Prensa
LA DESOBEDIENCIA A LAS LEYES
Juan José Bocaranda E
¿Por
qué el ciudadano no acata las leyes sino
bajo la amenaza de la fuerza? ¿Por qué reina una especie de antipatía general
frente a las leyes, si no una desobediencia franca y decidida? ¿Por qué los ciudadanos deben ser arreados
para que cumplan las leyes, en lugar de hacerlo
por convencimiento, en forma espontánea y hasta entusiasta? ¿Por qué las
acciones de fuerza por parte del Estado, en un siglo de auge presunto de la
racionalidad, como tanto se pregona?
¿Por qué un abismo entre los avances de la ciencia y la consciencia de individuos y
colectividades?
La
desobediencia a las leyes no es sino una consecuencia tácita del rechazo a la autoridad del
Derecho. El desacato a las leyes no existiría si el Derecho gozase de autoridad
intrínseca y substancial, es decir, si
pudiera justificar de por sí, a cabalidad, su propia autoridad. Y
decimos “a cabalidad” porque se requiere ir mucho más allá de una
justificación artificial y rebuscada
como la que proponen ciertas teorías,
elaboradas sólo para élites intelectuales de filósofos y juristas, a la manera de la teoría de la
coordinación social con el bien común; o
de la teoría de los juegos, etc, en todo caso
ajenas al conocimiento de la población en general y, peor aun, carentes
de substancialidad trascendente.
Ninguna
teoría, aunque provenga de cerebros privilegiados, puede ser convincente si se queda en las
ramas, si no profundiza en la
fundamental razón justificadora de la autoridad del Derecho. Tampoco, si cae en
círculos viciosos explícitos o implícitos.
Afirmar
que el Derecho encuentra la justificación de su autoridad en la capacidad de
eficacia para realizar el bien común mediante hechos reales, tangibles y
concretos, representa un ejemplo de razonamiento circular. Porque cuando el
Estado apoya la justificación de su autoridad en su propia eficacia, la está
fundamentando en sí mismo, y es allí donde gira el círculo vicioso.
El
Derecho no puede justificarse a sí mismo.
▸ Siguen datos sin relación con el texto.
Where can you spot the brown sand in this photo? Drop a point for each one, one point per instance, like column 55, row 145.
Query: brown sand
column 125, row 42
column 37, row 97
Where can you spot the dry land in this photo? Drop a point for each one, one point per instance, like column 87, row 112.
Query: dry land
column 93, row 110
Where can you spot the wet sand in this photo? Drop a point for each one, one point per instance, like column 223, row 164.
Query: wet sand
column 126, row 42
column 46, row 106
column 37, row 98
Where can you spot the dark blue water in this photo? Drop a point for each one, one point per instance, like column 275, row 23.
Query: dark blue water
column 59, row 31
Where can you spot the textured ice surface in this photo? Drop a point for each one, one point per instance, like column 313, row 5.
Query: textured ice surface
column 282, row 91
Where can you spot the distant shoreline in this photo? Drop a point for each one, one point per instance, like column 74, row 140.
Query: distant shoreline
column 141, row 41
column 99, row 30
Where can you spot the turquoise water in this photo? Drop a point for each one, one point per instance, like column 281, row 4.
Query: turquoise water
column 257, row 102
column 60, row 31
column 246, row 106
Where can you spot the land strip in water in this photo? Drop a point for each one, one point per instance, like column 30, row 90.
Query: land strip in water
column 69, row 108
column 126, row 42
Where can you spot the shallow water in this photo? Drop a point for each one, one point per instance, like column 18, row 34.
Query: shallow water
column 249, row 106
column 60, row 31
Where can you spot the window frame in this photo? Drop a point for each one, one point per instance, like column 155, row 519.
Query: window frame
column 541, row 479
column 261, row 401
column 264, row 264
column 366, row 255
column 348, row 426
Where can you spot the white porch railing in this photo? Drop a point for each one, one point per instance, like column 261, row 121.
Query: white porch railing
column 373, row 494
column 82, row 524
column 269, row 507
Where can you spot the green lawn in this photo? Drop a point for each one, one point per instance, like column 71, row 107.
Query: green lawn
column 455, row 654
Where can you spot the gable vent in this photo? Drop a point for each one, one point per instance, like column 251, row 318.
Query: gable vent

Ello resulta tan absurdo como la
actitud del dictador que afirma ordenar lo que ordena sólo porque es quien manda.
Equivale a la estupidez del monarca francés que definia el Estado a través de
su propia persona: “El Estado soy yo”…
No.
Porque tratándose, justamente del poder político, que compromete el destino de
toda una nación, es indispensable que
quien funge como mandatario apoye su
autoridad en forma racional, verdaderamente racional, no mediante evasivas o a
través de insinuaciones prepotentes.
El
fundamento necesario del Derecho es la Moral, única que el ciudadano asume como base del
Derecho porque apela a los sentimientos y valores más intimos y dignos de
respeto, como elemento de comparación, como “piedra de toque” de la justificación
del Derecho. Es como si el ciudadano se preguntase, en lo más profundo de su
consicencia, si debe obedecer o no, a lo que está en contra de sus convicciones
morales. En otras palabras, el sentido crítico lleva al pueblo a plantearse si
debe obedecer aquello con lo que no está de acuerdo, por lo que acata el
Derecho en la medida de su convicción. En consecuencia, clama porque sea tomado
en cuenta un elemento transcendente del cual deba partir el Derecho para que
pueda garantizar, ante todo y sobre todo, seguridad: ese elemento es la Moral,
último y supremo recurso de valoración del Estado, de sus instituciones, de sus
funcionarios y del Derecho.
Pero,
¿hablar de Moral en el Estado y en el Derecho en los días que corren? Hay que
hacerlo, aunque muchos miren hacia otro lado, sin pensar que el rechazo de todo
lo que tenga que ver con la Moral, es la máxima inmoralidad…
Pese
a todo y sea cual sea la actitud de quienes rechazan la Moral, ante la
consciencia de los gobernados el Derecho tanto más justifica su propia
existencia, cuanto más se apoye en los principios morales; cuanto más se deje conducir y orientar por los
mandatos de la Moral. Y esto sólo puede
ocurrir en el Estado Ético de Derecho, no en el
“Estado de Derecho”, que da a
entender que no necesita justificar su existencia o que la justifica
recurriendo a sus propias fuerzas. Error descomunal, como lo demostró,
desgraciadamente, el Derecho nazi, cuando pretendió justificar el antiderecho
apoyándolo en el mero cumplimiento de las formalidades de su producción.
Las
naciones, los pueblos, los individuos, deben aprender la lección de la
Historia: o el Derecho se apoya en la Moral, o se corre el riesgo de que las
leyes se conviertan en instrumentos del mal. Porque las leyes libradas a sí mismas,
a su antojo, a la imposición de intereses bastardos, son simples veletas
susceptibles de cambiar al viento de las circunstancias, lejos de la seguridad
que sólo puede inyectarle la Moral, la seguridad moral. Porque seguridad jurídica
sin seguridad moral, es una farsa, mera ficción, un engaño.